5 Creative Ways For Sports Organizations and Teams To Tap Into Community Fundraising 

By Joe Frollo, USA Football, June 9, 2016
 
Traditional fundraising drives can only go so far. With so many organizations hosting car washes or selling candy, the market will naturally tap out at some point.

Leagues need to use what’s around them to come up with creative ideas, something that may only be available because of where or who they are.

Next Level Sports in Indianapolis rents its fields from the same city department that operates the parking lots for the Indianapolis 500. So Next Level volunteers collect parking fees throughout May with all of the proceeds going to the league.

“We are a young league, an independent inner-city league and we need to find ways to raise as much money as we can,” said Ron Hayes, president of Next Level Sports. “We’ll do whatever we can to find ways to get our kids the equipment they need.”

Not everyone has a major international event in their own backyard, but leagues and high schools are part of the community fabric. The key is to not overcharge right away in order to build a foundation of customers and get team members out into the community building bonds.

Here are five ways organizations and teams can tap into what’s nearby to earn a little extra money.

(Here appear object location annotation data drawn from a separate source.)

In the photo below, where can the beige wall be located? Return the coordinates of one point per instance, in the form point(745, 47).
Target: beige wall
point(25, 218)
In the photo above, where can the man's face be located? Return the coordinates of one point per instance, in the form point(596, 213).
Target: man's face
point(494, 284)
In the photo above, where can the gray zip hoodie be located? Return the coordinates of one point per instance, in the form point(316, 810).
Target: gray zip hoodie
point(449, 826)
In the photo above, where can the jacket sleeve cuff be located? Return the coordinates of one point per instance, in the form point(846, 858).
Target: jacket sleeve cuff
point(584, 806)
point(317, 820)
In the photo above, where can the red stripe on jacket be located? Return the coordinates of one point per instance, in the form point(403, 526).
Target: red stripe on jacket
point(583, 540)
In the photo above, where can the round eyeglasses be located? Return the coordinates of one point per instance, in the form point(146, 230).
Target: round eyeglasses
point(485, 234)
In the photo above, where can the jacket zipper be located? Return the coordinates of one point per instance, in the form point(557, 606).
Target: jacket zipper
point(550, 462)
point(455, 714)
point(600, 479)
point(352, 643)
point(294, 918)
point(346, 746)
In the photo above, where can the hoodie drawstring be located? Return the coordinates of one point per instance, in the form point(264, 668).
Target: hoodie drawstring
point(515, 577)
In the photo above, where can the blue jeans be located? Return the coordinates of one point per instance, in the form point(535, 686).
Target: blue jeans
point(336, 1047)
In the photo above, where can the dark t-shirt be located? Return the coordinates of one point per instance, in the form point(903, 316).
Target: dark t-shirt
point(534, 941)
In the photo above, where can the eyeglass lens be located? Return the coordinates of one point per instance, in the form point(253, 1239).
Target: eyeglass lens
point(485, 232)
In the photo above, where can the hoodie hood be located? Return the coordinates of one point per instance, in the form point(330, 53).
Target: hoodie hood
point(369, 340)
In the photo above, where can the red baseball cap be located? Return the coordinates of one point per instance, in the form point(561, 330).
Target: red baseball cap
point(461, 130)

  • FUN AND FUNDAMENTALS. The players on your team grew up watching the generation before them. That’s cyclical as today’s players are watched by today’s younger kids. Put together a basic skills camp for young athletes taught by the players – and overseen by adults.
  • HEAVY HELPERS. Know people who are moving into or out of their homes? Nobody likes carrying those heavy couches, dressers and mattresses up and down stairs. Rent out your older players, moms and dads to help pack or unpack the loading van.
  • PICTURES WITH SANTA. Who cares if it is June or July or whenever? Every kid will want a picture with Santa at the local fair – even if it is the middle of summer. High school kids can dress up as Ole St. Nick with the younger players serving as elves.
  • RENT-A-WORKER. Everyone is good at something, and most families can use a little help once in a while. Find volunteers to serve as handymen, cooks, cleaners, yard workers or anything else around the neighborhood. Bring the players in their uniforms to promote team unity and learn some skills.
  • BABYSITTING. Most moms and dads would enjoy a little time off to take in a county fair or school function without little ones pulling on their legs. Set up a child watch area and charge a few bucks and hour.